I grow my own Habs every year. Some I pick when green. Some I manage to get to yellow/orange. I puree them with about 1//3 pepper, 1/3 minced garlic, 1/3 onion, and some other spices and a bit of vinegar for the liquid base.

Despite the habaneros reputation, you can actually eat small amounts of my “dip” straight on a chip without dying. And the flavor difference between those two, and other hot peppers I grow is noticable. Given that, I suspect this pepper is tolerable as well.
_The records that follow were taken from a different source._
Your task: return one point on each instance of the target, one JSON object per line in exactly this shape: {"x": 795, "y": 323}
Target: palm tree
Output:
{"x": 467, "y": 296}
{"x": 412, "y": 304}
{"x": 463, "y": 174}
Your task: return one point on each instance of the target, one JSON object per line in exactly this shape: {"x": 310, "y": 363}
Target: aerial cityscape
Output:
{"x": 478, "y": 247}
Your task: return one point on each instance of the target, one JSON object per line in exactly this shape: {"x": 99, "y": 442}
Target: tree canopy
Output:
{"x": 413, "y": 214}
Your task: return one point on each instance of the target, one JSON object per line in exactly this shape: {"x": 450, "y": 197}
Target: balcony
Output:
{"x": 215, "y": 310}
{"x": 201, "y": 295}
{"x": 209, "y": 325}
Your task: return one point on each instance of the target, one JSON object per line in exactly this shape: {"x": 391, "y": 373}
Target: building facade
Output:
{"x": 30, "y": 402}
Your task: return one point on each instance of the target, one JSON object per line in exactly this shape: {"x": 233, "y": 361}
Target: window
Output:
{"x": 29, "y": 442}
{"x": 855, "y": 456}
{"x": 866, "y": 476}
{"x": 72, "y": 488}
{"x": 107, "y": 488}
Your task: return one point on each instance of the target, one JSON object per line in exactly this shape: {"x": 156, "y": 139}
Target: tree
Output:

I totally agree, Habaneros have a much different taste than any other peppers. Kind of a fruity taste. I do with there was a milder hab maybe one-third intensity, with the same flavor otherwise, so I could eat them like cherries.(eating Habs when you have acid reflux leads to one miserable night, waking up with stomach acid in your lungs just sucks)

A friend of mine from work went to a party where they reconstituted about 8 dried bhut jolokias, put them in a blender, and mixed a tablespoon of the resulting pepper puree with vodka and did them as shots. Her blog about it is hilarious.

We have seeds and are going to grow them this year

Haven’t managed to find one yet. I like habaneros and I’ll eat three or four at a sitting, so I think I’d be able to stand the bhut jolokia fine, but I’d be lying if I didn’t say it does make me a little nervous.

What’s new?

Pepper Spray has been around 20 years. The active ingredient in pepper spray is capsaicin, which is a chemical derived from the fruit of plants in the Capsicum genus, including chilis.

Isn’t this just a new twist for a weapon?

Just an aside, this question was used on Wait Wait Don’t Tell Me today, as part of Bluff the Listener. The topic was “things to do with food besides eating it”, and the other two choices were a jockstrap made out of pork rind (I think), and putting people into food for therapeutic affect instead of putting food into people.

The listener got it right, but she didn’t say she read it here first.